Andy Burnham a assuré qu'il apporterait "à 100%" le même soutien à Kiev que Keir Starmer, lors d'un échange avec les internautes le 3 juillet sur le réseau social Reddit.
"Le soutien du Royaume-Uni à l'Ukraine ne faiblira pas", a-t-il insisté dans sa tribune au Times.
Et ce soutien passe, comme pour son prédécesseur, par le rôle du Royaume-Uni au sein de l'Otan.
"Notre engagement pour l'Otan et la dissuasion nucléaire britannique restera absolu", a-t-il assuré.
- Pression sur Israël -
Pour Andy Burnham, le Royaume-Uni doit "faire davantage pour exercer une pression sur le gouvernement israélien" face à la situation à Gaza et en Cisjordanie occupée.

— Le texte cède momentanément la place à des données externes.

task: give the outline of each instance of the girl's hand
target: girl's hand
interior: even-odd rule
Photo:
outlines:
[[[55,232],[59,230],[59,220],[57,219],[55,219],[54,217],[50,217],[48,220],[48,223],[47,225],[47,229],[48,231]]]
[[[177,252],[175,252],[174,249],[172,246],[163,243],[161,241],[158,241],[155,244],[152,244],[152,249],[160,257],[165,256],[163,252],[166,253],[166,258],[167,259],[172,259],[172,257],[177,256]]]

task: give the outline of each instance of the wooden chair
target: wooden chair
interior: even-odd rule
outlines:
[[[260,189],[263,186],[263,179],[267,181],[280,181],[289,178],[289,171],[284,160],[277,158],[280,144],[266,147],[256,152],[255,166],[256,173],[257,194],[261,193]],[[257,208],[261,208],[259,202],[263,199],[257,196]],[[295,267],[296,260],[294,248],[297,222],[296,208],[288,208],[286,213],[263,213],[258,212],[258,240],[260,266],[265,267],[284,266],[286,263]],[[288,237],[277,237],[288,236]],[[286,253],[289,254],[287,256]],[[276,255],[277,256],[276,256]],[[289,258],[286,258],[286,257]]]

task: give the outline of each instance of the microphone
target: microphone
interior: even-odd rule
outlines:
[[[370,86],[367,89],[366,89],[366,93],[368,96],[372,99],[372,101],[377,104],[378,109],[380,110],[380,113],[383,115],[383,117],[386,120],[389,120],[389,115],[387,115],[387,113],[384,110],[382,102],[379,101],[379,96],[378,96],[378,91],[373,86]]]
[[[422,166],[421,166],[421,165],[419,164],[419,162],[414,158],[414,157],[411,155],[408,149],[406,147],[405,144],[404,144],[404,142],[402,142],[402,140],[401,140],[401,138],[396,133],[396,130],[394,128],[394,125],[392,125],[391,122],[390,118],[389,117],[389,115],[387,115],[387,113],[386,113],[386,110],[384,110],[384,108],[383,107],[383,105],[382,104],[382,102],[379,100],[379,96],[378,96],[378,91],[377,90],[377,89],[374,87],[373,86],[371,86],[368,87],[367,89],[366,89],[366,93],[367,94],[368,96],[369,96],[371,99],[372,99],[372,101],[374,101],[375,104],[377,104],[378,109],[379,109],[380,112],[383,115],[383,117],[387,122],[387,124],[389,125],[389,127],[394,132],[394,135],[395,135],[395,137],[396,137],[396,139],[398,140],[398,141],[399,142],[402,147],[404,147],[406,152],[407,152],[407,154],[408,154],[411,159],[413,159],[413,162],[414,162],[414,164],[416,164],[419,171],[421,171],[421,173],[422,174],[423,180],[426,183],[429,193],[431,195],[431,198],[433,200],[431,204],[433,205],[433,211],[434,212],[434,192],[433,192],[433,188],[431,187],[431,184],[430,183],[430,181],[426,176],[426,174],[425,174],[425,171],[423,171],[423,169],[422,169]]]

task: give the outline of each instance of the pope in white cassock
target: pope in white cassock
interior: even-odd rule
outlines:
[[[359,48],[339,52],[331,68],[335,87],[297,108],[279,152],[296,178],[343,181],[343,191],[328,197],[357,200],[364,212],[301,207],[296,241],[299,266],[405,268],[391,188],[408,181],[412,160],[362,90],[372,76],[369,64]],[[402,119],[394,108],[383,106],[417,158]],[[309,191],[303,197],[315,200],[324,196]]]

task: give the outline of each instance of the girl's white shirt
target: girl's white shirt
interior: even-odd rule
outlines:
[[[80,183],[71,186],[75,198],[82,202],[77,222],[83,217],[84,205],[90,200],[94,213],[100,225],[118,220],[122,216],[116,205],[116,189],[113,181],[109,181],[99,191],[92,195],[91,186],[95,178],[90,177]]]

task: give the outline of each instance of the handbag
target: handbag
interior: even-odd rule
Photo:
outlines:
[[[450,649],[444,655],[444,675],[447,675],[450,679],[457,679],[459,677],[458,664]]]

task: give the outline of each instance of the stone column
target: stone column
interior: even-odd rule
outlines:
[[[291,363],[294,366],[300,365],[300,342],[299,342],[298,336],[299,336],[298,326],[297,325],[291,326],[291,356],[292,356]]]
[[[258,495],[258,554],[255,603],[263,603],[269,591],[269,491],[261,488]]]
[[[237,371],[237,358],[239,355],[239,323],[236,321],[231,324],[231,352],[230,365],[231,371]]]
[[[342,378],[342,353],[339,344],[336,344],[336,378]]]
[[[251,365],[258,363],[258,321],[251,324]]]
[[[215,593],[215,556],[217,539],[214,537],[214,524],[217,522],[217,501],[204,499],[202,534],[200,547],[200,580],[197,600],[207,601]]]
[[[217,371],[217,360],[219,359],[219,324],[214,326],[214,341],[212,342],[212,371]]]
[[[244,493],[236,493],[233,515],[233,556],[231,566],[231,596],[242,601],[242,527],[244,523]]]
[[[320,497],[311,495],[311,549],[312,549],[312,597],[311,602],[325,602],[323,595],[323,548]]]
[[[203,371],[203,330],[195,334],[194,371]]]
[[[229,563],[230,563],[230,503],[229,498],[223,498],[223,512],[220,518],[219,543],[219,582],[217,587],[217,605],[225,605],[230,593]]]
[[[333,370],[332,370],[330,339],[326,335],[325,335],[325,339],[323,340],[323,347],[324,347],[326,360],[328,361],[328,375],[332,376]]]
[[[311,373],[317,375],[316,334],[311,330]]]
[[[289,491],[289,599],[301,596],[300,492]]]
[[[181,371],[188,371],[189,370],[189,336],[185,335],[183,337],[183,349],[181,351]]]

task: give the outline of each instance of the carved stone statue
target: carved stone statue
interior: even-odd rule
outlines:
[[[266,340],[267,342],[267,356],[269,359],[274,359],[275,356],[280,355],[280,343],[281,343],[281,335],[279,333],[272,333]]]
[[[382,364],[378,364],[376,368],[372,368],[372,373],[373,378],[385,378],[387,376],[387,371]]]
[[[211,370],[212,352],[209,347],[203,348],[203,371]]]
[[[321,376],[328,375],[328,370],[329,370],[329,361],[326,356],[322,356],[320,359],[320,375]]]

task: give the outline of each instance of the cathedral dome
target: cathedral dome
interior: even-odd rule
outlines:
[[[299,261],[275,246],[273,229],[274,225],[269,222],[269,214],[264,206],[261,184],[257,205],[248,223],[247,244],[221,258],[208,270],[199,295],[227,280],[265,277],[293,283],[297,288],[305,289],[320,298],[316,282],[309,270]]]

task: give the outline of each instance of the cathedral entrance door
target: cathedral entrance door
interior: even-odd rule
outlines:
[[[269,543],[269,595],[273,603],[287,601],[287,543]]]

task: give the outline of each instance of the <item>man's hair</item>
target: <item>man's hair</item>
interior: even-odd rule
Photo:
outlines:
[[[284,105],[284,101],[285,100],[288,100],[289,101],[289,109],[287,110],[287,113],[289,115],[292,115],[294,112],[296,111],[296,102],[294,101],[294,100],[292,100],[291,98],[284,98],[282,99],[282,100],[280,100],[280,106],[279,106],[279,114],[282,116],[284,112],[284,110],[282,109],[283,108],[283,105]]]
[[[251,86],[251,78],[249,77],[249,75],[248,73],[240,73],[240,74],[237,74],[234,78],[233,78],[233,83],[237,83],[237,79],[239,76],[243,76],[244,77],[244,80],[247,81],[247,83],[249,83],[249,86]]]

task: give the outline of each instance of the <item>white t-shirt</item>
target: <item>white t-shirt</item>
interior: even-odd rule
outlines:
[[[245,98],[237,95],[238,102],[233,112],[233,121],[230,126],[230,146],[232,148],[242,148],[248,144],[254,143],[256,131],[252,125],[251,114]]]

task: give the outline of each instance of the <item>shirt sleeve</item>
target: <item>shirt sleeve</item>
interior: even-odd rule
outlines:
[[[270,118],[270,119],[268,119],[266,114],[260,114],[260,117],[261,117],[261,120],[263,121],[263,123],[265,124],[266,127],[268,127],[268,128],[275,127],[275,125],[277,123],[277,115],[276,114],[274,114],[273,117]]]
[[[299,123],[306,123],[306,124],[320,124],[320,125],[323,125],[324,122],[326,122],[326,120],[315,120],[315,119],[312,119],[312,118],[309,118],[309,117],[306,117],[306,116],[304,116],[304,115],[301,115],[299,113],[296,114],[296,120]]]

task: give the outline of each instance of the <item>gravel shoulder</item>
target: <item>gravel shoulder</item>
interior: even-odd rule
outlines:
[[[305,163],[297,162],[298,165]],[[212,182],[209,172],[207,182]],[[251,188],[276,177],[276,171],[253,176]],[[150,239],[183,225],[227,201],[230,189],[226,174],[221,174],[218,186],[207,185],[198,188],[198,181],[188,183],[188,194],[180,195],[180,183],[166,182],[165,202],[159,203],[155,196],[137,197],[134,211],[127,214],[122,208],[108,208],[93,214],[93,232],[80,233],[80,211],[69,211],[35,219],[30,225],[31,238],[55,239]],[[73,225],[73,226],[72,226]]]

Dans un entretien au Guardian début juillet, il a jugé que le Labour du temps de Keir Starmer n'avait "pas été à la hauteur" lorsque la guerre d'Israël à Gaza a éclaté, dans la foulée de l'attaque du mouvement islamiste palestinien Hamas le 7 octobre 2023, notamment en ne voulant pas réclamer immédiatement un cessez-le-feu.
La position du Parti travailliste sur ce conflit a été source de désaccords et de tensions en interne, et a poussé certains de ses électeurs à se tourner vers le parti des Verts, plus ouvertement propalestinien.
Andy Burnham estime qu'il faut désormais "envisager de nouvelles sanctions" et "des mesures visant à interdire le commerce" avec les colonies israéliennes en Cisjordanie.